Heroism in war was not, however, a prerogative reserved for the males of the family, and the most famous defender of Wardour Castle was Blanche, Lady Arundell, who during the Civil War, with a garrison of only twenty-five fighting men, held out against an attacking army of thirteen hundred. The name of Blanche, Lady Arundell, is as well known as any in the dramatic English history of the seventeenth century, and here it shall be told in contemporary words. Mercurius Rusticus (said by Britton to be a “ kind of newspaper”) was written by Bruno Ryves, chaplain to Charles I, and it originally appeared in numbers during the Civil War. It says:
“On Tuesday the second of May 1643, Sir Edward Hungerford, Chief Commander of the Rebels in Wiltshire, came with his forces before Warder Castle in the same county.… But finding the Castle strong, and those that were in it resolute not to yield it up except by force, called Colonel Strode to his help: Both these joined in one made a Body of 1300 or thereabouts. Being come before it they summoned the Castle to surrender.… The Lady Arundel (her husband being then at Oxford and since that dead there) refused to deliver up the Castle and bravely replied That she had a command from her husband to keep it, and she would obey his command.… Lastly, Now when the Rebels had brought petards and applied them to the garden door (which if forced, opened a free passage into the castle) and balls of wild fire to throw in at their Windows, and all hope of keeping the Castle was taken away, now, and not till now, did the Besieged sound a parley.… The Articles of Surrender were these:
“First, that the ladies and all others in the Castle should have quarter. Secondly, that the ladies and Servants should carry away all their Wearing Apparel, and that six of the Serving Men, whom the Ladies should nominate, should attend upon their persons, wheresoever the Rebels should dispose of them. Thirdly, That all the Furniture and goods in the house should be safe from Plunder and to this purpose one of the six, nominated to attend the Ladies, was to stay in the Castle, and take an I
nventory of all in the House, of which the Commanders were to have one copy and the Ladies another.

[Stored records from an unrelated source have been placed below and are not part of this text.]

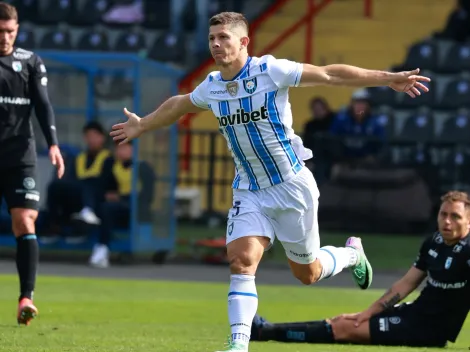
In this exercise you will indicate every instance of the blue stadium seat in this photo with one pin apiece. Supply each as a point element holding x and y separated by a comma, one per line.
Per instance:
<point>382,96</point>
<point>130,42</point>
<point>93,40</point>
<point>157,14</point>
<point>423,55</point>
<point>168,47</point>
<point>456,129</point>
<point>57,11</point>
<point>26,39</point>
<point>456,94</point>
<point>457,58</point>
<point>418,126</point>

“Being on these terms Masters of the Castle, ’tis true they observe the first article, and spare the lives of all the Besieged, but as for the other two they observe them not in any part: as soon as they enter the Castle, they first sieze upon the several Trunks and packs which they of the Castle were making up, and left neither the Ladies or servants any other wearing clothes but what was on their backs.
“The Articles of Surrender were no sooner made than broken, as the besiegers ransacked the castle, and took every thing, wearing apparel, etc. There was in the castle, one extraordinary chimney-piece, valued at 2000l. this they destroyed. There were likewise rare pictures. These, in their wild fury, they break and tear to pieces; a loss that neither cost nor art can repair.
“They lead the ladies, and lady’s children, two sons and a daughter, to Shaftsbury; they bring five cart loads of their richest hangings and furniture from the castle to Shaftsbury, and plundered the whole castle.”